In shell this returns:

{
  "DFkTnKbE2ms": "https://community.letsencrypt.org/t/adding-random-entries-to-the-directory/33417",
  "keyChange": "https://acme-v02.api.letsencrypt.org/acme/key-change",
  "meta": {
    "caaIdentities": [
      "letsencrypt.org"
    ],
    "termsOfService": "https://letsencrypt.org/documents/LE-SA-v1.2-November-15-2017.pdf",
    "website": "https://letsencrypt.org"
  },
  "newAccount": "https://acme-v02.api.letsencrypt.org/acme/new-acct",
  "newNonce": "https://acme-v02.api.letsencrypt.org/acme/new-nonce",
  "newOrder": "https://acme-v02.api.letsencrypt.org/acme/new-order",
  "revokeCert": "https://acme-v02.api.letsencrypt.org/acme/revoke-cert"

So that seems to be also working fine.
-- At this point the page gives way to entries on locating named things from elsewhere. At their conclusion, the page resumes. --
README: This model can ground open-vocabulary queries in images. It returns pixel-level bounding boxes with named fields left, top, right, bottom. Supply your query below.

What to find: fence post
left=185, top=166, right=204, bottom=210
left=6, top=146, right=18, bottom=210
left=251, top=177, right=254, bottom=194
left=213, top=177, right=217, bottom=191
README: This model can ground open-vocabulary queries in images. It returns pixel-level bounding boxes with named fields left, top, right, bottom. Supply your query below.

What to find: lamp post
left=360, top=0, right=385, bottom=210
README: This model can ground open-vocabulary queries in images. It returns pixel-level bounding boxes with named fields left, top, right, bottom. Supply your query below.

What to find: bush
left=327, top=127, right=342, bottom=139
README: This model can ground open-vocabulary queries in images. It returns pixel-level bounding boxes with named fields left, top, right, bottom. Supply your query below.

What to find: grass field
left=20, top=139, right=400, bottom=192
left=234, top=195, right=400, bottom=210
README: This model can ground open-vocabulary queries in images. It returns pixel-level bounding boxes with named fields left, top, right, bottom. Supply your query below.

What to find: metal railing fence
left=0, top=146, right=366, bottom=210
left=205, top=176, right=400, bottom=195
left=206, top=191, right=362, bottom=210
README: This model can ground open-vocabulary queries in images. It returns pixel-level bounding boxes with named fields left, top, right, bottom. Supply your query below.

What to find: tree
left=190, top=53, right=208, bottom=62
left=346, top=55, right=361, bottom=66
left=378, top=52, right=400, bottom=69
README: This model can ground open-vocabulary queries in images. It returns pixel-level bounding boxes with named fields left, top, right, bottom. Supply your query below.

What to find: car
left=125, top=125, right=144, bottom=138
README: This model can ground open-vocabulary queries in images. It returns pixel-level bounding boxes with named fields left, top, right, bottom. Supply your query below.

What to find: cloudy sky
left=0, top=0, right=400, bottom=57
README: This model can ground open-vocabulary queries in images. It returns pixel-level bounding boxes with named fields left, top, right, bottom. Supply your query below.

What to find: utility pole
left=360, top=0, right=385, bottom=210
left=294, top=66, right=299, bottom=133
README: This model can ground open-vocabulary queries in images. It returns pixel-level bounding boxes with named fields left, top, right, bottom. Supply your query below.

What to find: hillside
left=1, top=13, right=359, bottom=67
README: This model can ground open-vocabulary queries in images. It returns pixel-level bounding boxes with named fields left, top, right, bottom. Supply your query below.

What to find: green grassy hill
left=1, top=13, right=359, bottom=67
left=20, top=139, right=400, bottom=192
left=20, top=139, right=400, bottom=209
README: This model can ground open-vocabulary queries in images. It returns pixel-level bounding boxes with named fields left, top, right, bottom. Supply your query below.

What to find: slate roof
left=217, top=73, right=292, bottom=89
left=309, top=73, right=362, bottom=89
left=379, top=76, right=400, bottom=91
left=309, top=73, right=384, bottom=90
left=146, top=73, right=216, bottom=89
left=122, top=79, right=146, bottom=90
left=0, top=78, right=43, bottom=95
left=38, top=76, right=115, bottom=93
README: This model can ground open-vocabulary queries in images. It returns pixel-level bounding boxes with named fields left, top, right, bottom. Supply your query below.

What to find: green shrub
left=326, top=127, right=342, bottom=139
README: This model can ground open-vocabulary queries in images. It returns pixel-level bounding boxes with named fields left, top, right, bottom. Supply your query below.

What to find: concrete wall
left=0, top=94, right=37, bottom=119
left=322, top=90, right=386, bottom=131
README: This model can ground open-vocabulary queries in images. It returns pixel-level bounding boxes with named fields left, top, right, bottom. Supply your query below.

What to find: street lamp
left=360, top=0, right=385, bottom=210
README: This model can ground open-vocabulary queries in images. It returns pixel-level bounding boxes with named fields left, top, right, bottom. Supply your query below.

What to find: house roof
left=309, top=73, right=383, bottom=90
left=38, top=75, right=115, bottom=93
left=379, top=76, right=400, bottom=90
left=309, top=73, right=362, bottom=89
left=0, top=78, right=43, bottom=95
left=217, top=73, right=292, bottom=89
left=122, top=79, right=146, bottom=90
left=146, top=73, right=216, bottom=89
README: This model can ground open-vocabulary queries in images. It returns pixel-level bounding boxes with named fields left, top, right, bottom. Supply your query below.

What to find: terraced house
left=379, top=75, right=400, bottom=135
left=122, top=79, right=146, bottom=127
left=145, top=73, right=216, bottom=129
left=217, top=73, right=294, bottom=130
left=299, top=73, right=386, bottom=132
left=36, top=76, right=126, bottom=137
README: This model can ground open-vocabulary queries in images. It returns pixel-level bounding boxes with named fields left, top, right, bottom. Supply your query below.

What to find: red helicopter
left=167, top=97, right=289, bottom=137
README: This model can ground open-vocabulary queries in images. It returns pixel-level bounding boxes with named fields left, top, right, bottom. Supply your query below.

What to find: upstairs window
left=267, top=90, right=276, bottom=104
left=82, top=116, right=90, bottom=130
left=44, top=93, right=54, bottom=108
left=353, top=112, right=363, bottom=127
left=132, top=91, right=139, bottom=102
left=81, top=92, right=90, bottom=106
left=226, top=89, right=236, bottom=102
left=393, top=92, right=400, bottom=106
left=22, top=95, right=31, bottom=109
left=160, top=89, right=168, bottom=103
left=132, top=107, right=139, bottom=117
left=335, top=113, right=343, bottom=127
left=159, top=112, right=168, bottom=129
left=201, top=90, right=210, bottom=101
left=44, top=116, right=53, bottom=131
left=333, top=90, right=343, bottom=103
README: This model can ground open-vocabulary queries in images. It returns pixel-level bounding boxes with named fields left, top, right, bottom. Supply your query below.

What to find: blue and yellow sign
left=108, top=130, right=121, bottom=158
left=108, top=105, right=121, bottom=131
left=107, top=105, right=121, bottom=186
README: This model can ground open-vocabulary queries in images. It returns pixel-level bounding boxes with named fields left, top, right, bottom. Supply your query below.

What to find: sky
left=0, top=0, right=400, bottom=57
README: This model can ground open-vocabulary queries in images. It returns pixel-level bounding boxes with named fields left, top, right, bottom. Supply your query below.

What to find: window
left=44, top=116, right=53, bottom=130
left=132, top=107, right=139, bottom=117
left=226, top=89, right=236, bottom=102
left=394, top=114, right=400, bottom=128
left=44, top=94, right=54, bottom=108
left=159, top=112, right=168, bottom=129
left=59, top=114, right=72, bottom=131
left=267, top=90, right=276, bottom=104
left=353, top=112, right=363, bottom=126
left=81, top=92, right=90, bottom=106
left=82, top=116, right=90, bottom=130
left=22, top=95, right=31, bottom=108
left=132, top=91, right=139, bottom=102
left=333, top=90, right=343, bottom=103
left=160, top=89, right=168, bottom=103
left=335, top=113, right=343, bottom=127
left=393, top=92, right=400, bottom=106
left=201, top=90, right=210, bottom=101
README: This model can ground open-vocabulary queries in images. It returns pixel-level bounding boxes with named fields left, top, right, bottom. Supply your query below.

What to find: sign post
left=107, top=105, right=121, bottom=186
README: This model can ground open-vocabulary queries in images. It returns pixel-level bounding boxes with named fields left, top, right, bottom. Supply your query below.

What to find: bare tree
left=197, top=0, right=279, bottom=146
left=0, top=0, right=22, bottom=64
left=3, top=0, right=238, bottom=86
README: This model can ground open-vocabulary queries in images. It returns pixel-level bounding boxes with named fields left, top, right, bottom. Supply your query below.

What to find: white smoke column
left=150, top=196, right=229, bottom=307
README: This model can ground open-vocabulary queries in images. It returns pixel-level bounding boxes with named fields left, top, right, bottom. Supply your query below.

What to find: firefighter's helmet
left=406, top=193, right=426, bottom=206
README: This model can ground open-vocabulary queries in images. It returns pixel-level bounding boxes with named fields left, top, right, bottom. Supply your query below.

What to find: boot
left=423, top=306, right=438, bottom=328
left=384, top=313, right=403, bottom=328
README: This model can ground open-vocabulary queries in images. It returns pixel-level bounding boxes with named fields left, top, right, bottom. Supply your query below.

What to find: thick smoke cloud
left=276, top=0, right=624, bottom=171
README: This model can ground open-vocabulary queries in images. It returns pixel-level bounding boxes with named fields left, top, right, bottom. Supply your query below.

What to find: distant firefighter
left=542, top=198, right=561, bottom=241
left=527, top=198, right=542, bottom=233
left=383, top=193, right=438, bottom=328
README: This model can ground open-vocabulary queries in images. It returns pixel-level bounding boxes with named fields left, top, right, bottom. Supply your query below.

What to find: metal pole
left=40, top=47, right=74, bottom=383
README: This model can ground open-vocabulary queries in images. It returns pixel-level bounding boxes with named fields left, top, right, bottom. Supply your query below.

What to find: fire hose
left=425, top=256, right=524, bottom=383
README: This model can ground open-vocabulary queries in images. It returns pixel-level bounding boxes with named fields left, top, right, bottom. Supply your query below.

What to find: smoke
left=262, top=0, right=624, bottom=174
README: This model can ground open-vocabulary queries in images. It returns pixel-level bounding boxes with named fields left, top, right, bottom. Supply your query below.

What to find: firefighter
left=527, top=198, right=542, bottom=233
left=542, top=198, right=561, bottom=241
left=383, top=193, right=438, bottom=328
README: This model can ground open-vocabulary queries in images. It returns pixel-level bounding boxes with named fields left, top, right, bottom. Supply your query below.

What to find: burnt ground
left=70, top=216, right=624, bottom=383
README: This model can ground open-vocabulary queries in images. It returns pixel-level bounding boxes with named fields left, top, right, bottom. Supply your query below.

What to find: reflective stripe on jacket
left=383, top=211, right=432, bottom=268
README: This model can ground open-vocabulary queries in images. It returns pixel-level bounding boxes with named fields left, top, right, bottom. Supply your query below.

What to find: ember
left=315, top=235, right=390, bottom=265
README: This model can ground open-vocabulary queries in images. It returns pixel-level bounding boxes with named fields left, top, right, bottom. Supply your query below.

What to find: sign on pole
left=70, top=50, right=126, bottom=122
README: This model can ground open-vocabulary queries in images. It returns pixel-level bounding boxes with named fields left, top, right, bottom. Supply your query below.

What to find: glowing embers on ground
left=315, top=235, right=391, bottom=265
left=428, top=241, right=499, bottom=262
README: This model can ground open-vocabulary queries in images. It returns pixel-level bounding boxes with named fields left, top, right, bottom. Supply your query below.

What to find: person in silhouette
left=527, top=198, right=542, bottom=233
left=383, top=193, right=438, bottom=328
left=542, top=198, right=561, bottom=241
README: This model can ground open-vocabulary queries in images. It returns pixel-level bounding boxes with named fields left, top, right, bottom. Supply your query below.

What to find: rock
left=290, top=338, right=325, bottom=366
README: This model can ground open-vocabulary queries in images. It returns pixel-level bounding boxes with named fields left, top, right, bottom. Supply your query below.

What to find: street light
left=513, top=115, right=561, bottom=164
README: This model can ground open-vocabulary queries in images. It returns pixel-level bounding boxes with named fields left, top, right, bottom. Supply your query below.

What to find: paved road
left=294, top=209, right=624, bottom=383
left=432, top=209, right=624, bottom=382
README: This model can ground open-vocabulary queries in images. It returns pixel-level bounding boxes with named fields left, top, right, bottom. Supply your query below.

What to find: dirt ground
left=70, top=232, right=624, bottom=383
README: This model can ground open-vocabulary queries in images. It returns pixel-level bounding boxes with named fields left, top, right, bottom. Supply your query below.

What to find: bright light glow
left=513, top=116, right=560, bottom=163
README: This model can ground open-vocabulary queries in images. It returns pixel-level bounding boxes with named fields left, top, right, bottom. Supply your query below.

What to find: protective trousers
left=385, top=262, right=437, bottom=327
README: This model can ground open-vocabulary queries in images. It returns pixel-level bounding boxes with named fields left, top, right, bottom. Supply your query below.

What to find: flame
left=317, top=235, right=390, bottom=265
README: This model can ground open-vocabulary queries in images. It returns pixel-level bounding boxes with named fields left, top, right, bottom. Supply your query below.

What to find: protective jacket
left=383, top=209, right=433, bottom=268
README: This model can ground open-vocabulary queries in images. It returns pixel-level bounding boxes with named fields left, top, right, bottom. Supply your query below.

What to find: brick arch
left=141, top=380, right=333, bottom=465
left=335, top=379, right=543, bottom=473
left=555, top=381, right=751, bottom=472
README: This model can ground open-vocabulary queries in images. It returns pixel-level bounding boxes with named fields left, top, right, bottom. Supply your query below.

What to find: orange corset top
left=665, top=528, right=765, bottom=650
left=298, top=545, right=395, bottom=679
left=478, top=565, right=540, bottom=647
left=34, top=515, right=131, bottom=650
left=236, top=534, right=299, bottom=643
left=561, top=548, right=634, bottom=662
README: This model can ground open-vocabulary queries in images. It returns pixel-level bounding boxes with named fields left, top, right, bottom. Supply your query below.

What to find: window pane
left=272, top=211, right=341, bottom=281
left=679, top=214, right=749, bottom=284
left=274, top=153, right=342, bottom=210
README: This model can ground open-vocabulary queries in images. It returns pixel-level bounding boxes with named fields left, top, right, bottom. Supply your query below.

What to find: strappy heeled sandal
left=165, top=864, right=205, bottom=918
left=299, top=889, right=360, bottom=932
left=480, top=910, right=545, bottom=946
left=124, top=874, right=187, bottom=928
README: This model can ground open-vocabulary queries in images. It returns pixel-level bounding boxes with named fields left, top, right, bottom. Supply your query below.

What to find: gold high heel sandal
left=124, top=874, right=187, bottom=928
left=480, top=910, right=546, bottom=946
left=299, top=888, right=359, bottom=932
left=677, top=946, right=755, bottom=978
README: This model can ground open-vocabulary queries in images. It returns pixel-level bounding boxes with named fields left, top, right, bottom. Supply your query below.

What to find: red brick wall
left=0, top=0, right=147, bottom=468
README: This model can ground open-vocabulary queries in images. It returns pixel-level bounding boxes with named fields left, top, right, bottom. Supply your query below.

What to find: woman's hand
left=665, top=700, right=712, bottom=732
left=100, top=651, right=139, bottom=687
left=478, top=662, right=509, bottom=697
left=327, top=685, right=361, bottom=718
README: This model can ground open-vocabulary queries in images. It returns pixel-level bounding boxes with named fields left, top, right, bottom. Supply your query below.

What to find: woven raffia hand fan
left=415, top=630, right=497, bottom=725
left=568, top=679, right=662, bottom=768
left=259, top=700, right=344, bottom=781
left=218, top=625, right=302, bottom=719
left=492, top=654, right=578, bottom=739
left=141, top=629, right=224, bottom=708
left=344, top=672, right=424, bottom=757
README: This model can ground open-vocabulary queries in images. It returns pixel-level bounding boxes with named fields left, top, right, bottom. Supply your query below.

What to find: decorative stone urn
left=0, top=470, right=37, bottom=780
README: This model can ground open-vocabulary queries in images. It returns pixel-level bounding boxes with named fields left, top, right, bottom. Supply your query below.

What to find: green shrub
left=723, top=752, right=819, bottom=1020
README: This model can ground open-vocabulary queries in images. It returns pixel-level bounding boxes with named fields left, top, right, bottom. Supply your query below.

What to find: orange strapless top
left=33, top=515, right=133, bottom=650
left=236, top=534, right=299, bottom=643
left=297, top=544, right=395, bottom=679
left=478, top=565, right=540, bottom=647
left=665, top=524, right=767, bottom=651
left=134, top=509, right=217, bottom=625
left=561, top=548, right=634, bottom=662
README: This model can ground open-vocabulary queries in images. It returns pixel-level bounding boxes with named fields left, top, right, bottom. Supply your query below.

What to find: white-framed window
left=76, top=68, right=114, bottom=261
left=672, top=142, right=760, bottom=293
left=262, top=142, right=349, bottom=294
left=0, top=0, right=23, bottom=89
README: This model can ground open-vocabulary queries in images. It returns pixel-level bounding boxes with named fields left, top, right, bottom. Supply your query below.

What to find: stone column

I tried forcefully renewing already through the GUI, this resulted in the same problem.

Title: Re: ACME Client Drops WAN Connection
Post by: Fright on December 29, 2021, 07:30:42 am

Hi!
sorry, can’t simulate a situation when name resolution works from shell but does not work from the acme script. can you share the dns settings on the opnsense host? using a local dns service on host or external servers (or both)?

Title: Re: ACME Client Drops WAN Connection
Post by: joeyboon on January 06, 2022, 08:33:33 am

Hi,

I've managed to solve the issue by reinstalling the plugin and adding everything in same way I did last time. So no idear why it broke in the first place. It instantly worked again. I used this guide: https://www.youtube.com/watch?v=IR41duTqN6Y

I changed nothing to the external DNS records, so it defitnly was a problem on the local system.